Встреча была неожиданной. Янгар замер в нерешительности. И соперник, хотя был крупнее его, не выказывал особой агрессивности. Он лишь вздыбил загривок и предупреждающе зарычал, исполняя ритуал. Все могло закончиться пиром, если бы ис раздался хриплый злобный голос хозяина Бадмы:
— Ату его! Хвать, мять, жать!..
Это был приказ, которого нельзя было ослушаться. Янгар ринулся на противника сбоку, однако тот, как опытный боец, развернулся, подставив массивное плечо. Янгар ошибся, перевернулся через голову, но в тот же миг — хозяин Бадма даже не успел выругаться — снова был на ногах. Молча, по-волчьи, метнулся снизу к горлу противника, сомкнул клыки, рванул и отскочил в сторону.
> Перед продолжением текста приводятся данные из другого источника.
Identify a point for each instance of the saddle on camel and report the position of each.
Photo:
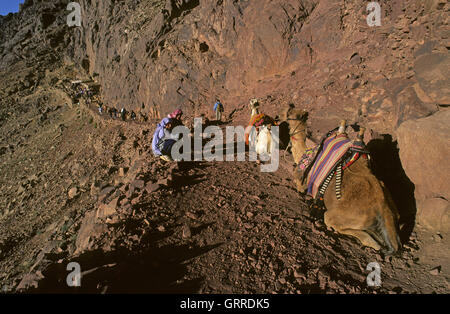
(338, 171)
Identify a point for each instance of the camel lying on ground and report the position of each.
(365, 209)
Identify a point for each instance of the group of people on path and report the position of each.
(116, 114)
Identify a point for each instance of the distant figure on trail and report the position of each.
(163, 139)
(218, 109)
(254, 107)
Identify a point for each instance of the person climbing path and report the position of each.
(218, 109)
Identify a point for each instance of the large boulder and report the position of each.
(424, 149)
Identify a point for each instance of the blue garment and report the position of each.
(218, 105)
(159, 135)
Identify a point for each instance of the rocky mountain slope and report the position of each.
(79, 187)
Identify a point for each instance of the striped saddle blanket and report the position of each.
(334, 149)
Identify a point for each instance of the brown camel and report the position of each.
(365, 210)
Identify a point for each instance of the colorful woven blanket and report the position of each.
(334, 148)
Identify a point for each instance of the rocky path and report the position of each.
(223, 227)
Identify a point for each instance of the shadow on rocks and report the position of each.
(388, 168)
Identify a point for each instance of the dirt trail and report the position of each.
(226, 227)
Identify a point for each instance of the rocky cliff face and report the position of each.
(63, 164)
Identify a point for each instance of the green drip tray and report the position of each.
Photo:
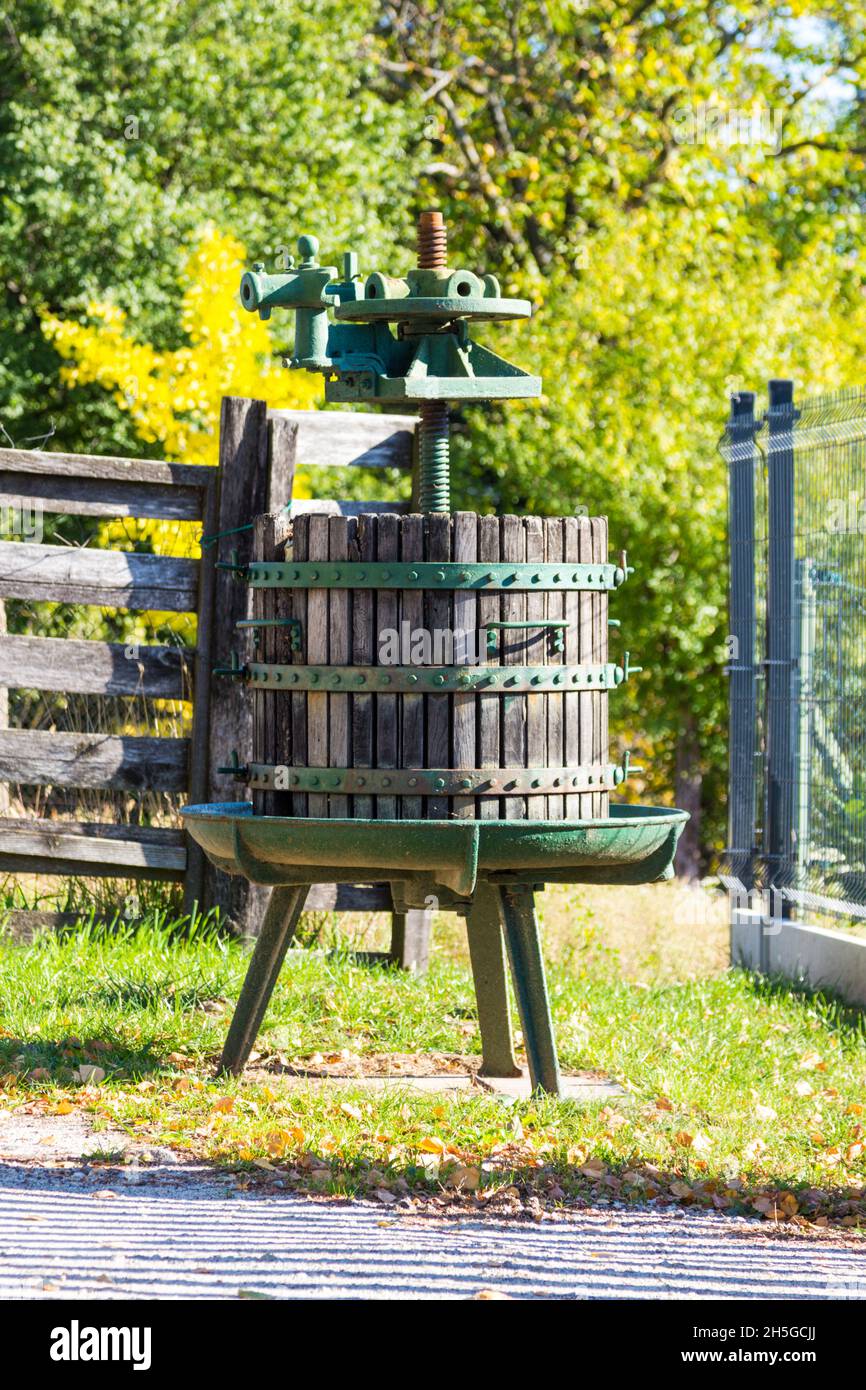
(635, 844)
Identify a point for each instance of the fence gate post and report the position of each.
(742, 691)
(780, 733)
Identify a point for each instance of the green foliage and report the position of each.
(598, 154)
(124, 128)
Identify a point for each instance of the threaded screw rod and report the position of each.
(434, 449)
(434, 458)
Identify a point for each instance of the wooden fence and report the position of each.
(259, 453)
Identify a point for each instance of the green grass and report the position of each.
(740, 1091)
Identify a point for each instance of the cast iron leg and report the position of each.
(531, 987)
(277, 930)
(487, 954)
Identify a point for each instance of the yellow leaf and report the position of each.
(431, 1146)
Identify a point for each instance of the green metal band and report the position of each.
(506, 680)
(323, 574)
(437, 781)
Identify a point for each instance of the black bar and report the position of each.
(779, 841)
(742, 708)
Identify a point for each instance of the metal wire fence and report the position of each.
(797, 818)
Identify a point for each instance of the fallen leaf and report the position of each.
(431, 1146)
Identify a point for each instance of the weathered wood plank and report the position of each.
(25, 841)
(342, 438)
(63, 663)
(345, 509)
(107, 578)
(47, 759)
(363, 653)
(584, 545)
(412, 613)
(535, 652)
(437, 619)
(572, 702)
(104, 467)
(317, 655)
(464, 546)
(387, 705)
(339, 622)
(300, 546)
(513, 706)
(100, 496)
(555, 704)
(489, 808)
(599, 653)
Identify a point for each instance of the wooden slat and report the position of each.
(388, 548)
(599, 653)
(317, 655)
(63, 663)
(437, 616)
(513, 706)
(300, 545)
(100, 498)
(339, 623)
(25, 840)
(584, 545)
(107, 578)
(342, 438)
(555, 704)
(128, 763)
(363, 653)
(345, 509)
(464, 546)
(271, 709)
(412, 613)
(106, 469)
(489, 710)
(572, 702)
(535, 652)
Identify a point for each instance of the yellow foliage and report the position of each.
(174, 396)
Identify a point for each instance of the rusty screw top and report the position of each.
(433, 241)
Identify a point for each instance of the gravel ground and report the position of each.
(186, 1233)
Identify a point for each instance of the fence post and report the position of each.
(256, 467)
(742, 694)
(781, 759)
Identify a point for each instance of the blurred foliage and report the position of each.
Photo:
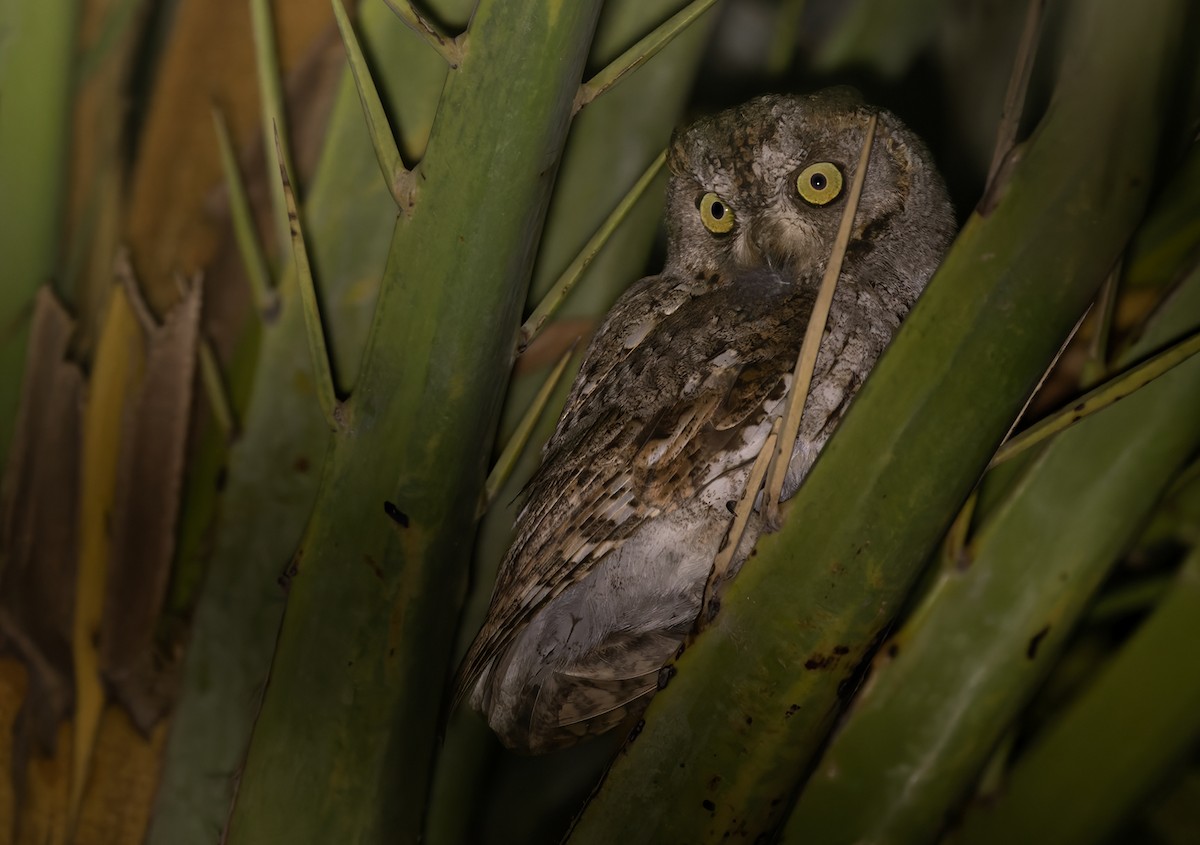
(106, 141)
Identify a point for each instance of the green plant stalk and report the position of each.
(642, 52)
(516, 444)
(390, 165)
(318, 351)
(36, 48)
(343, 743)
(253, 258)
(990, 630)
(1101, 397)
(726, 744)
(275, 465)
(1092, 767)
(571, 275)
(274, 115)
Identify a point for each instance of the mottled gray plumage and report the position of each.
(677, 394)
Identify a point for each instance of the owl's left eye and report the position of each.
(714, 214)
(820, 184)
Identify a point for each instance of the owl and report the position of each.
(678, 391)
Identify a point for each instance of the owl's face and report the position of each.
(765, 184)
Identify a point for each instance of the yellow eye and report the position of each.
(820, 184)
(714, 214)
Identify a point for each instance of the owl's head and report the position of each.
(765, 184)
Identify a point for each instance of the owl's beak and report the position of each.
(779, 243)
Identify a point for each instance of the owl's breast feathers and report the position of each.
(666, 401)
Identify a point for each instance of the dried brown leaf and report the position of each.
(149, 479)
(39, 527)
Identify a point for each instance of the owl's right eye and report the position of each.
(714, 214)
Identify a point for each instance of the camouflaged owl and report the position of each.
(678, 391)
Все было кончено. Пес бился в агонии, орошая кровью потускневшую от первых заморозков траву.
— Мучится. Бравый пес, жалко, — пробормотал Бадма, царапая редкую жесткую бороду. — Жалко, — повторил он, снимая с плеча карабин.
Хлесткий выстрел вспугнул предвечернюю тишину — всполошилось воронье, уже почувствовав добычу, загавкали собаки в деревне. Бадма вдруг растерянно заозирался, суетливо закинул карабин на плечо, приблизился к распростертому черному псу, склонился.
— Это же собака деда Савки! — воскликнул он точно в испуге. — Ну да. Токиман. По-орочонски значит — собака, которая идет за лосем, Токиман, Для старика Савки ничего нету дороже. Как я буду глядеть в его глаза? Как я гляну на тетку Матрешу? Как?! — Бадма покачал большой головой, глянул на Янгара, выругался. — Ты убил своего отца! Где были твои глаза? Гляди, он и ты — две капли. Черный. Концы ушей немного свалены. Хвост трубой. Даже белые пятна над глазами. Два ичига на одну колодку прямо. Ты же это… отцеубийца. Грех какой, ай-я. — Он помолчал, мрачно хмурясь, вдруг презрительно скривил толстые губы, сказал сам себе: — Однака, Бадмаха, ерунду городишь. Собаки не знают родовы. Да и люди тоже, Даже буряты растеряли свои святые обычаи почитания родственников до седьмого колена… Но, пойдем, заглянем к старому Савке. Пойдем, убийца Токимана…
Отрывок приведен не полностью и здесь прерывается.